The fish are guppies, splendidly colorful and singularly amorous little creatures, which I have trapped in a ten-gallon tank atop the office bookcase. I sprinkled a bit of powdered salmon meal on the water's surface and movement in the tank became more frenzied, drab females and brightly colored males leaving their sport momentarily to gobble a small hunk of nourishment. Then with hunger pangs — or whatever pangs fish feel — temporarily assuaged, they returned to the attack, to the assuagement of other pangs.

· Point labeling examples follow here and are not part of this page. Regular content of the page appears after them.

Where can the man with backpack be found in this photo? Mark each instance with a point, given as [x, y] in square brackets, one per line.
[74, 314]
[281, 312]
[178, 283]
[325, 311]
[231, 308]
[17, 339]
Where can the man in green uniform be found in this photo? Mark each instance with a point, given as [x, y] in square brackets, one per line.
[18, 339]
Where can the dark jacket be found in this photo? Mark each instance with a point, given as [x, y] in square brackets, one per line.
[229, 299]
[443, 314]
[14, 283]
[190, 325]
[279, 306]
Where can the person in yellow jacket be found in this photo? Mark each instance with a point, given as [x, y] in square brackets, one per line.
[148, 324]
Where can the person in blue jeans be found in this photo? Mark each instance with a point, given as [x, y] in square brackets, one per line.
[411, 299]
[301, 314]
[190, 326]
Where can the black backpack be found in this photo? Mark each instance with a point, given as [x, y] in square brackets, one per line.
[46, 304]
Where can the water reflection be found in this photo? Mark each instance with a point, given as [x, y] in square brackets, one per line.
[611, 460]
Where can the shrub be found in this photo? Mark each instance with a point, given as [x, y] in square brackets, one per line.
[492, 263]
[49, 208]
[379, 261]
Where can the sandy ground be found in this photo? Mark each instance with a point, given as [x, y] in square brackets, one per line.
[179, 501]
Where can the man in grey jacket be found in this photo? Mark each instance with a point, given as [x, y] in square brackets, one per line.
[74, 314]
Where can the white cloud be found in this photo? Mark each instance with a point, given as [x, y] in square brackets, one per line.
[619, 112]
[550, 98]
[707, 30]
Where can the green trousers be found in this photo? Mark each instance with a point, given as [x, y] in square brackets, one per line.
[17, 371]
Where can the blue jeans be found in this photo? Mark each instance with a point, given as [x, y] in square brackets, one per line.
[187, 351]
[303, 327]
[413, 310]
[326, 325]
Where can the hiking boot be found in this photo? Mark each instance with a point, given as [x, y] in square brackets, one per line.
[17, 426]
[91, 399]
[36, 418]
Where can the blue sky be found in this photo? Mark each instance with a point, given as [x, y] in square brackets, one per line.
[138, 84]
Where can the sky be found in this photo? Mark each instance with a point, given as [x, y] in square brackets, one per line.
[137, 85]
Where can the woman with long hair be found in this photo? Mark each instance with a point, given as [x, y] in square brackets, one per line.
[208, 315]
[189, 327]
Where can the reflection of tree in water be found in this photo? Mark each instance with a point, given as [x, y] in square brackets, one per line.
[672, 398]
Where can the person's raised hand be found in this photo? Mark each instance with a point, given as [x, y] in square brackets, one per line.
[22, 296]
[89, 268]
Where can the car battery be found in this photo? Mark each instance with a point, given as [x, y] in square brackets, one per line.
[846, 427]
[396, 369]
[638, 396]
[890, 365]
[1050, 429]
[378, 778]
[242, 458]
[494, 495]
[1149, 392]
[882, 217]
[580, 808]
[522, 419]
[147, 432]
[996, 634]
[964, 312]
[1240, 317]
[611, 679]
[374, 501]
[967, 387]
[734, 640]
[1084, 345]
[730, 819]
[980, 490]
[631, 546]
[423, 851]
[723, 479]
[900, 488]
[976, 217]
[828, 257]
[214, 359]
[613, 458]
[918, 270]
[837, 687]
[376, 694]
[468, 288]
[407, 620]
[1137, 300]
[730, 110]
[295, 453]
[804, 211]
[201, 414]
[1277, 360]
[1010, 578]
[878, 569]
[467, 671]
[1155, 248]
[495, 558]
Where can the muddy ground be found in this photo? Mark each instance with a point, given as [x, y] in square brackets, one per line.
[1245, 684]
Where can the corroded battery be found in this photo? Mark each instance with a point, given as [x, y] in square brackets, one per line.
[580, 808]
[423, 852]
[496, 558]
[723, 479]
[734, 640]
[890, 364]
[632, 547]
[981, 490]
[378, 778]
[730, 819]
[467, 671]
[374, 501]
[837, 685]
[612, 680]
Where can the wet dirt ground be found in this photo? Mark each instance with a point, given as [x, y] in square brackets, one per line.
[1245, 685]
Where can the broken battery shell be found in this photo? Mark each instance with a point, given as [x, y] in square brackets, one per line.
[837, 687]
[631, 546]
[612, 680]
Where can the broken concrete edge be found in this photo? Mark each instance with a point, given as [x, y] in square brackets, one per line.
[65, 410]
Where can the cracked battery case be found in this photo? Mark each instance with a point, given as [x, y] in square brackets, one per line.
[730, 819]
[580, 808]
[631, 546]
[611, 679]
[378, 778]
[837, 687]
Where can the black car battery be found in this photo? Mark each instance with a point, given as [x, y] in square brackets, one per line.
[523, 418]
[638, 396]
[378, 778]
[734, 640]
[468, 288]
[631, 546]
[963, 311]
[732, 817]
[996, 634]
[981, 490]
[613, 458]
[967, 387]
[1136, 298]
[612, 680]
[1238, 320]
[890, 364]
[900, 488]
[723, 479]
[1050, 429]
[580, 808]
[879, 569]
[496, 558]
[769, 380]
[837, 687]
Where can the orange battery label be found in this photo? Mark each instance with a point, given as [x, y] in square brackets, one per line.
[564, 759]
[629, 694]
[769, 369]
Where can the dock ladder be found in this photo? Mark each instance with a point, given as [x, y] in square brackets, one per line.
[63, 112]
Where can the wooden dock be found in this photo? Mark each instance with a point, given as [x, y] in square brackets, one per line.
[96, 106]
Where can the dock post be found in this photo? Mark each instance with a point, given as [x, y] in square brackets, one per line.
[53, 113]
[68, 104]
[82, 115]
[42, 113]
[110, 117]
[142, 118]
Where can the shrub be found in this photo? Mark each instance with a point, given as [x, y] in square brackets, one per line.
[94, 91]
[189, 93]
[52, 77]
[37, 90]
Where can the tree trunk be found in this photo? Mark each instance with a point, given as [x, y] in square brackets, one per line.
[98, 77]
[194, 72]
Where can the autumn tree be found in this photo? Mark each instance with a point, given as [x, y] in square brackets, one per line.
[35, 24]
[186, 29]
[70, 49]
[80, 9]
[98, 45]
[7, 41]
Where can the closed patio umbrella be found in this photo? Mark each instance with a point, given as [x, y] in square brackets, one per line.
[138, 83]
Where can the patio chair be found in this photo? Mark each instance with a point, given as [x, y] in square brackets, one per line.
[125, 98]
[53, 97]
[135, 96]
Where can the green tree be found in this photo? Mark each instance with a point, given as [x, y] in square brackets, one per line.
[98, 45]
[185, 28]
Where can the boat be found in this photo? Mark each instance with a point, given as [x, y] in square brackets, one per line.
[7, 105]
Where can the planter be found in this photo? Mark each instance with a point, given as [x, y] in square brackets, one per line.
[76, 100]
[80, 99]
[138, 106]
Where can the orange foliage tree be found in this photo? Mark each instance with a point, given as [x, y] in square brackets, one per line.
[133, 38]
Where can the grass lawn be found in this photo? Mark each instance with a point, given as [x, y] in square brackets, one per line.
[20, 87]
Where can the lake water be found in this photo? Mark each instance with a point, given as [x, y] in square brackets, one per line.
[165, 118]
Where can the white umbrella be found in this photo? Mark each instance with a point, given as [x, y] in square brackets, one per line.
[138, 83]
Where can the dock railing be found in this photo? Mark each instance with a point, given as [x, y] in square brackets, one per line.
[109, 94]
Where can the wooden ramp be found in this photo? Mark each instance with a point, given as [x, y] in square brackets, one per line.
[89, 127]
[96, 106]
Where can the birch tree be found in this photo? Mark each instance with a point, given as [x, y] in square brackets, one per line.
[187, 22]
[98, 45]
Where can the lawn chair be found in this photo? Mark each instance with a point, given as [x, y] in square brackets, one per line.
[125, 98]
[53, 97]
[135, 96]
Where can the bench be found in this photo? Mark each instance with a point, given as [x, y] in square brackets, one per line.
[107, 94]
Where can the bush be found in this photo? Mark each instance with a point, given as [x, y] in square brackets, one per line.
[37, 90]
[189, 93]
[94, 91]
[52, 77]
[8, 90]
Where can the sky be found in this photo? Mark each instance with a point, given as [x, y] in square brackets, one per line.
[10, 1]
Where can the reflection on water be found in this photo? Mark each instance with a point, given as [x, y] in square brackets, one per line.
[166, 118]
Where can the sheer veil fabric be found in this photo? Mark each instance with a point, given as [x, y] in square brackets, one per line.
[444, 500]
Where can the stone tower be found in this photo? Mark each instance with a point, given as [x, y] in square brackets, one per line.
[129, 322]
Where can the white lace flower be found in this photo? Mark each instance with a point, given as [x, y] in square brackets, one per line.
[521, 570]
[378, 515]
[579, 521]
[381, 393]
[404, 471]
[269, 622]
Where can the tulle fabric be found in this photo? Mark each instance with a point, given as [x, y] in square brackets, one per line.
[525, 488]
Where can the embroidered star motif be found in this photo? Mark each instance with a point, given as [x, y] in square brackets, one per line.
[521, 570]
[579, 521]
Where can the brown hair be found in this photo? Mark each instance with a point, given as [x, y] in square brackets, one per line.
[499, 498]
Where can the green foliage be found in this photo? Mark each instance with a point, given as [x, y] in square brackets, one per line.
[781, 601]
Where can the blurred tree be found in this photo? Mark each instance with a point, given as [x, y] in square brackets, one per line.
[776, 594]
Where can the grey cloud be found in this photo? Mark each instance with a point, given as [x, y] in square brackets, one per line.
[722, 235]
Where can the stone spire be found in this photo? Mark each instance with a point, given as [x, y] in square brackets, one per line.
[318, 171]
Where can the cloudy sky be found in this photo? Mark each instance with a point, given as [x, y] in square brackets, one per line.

The one gravid female, which last night had been heavy with young, I now noted was thin again. She'd given birth to a litter during the night, obviously; but none of the young were now in sight. You've got to keep a sharp eye on them, the sweet little things; they eat their babies.
Well, with all that accomplished, there wasn't a damn thing left to do. I'd wrapped up a peculiar insurance fraud three days ago — the culprit had returned the gross of glass eyes he'd stolen — and since then life had been a wild whirl of nothing.
I reached for the phone, thinking it wouldn't hurt a bit to call Carmen and try making a date for a late lunch or early dinner. Carmen was a hot five-foot, eight-inch tamale who performed a cha-cha like a Mexican revolution, and I figured we might have a belt or two and then a few tacos or something, like out in some isolated picnic grounds or sand dunes. Understand, I rarely drink when I'm working — though sometimes I'll knock off work for an hour or two — but since there was no fascinating case on the agenda, perhaps I could stir up a Mexican revolution.
I had my hand on the phone when it rang. Maybe it was a good omen, I thought. Maybe it was Carmen, calling me for a change. O.K., I'd give her a change. It wasn't Carmen.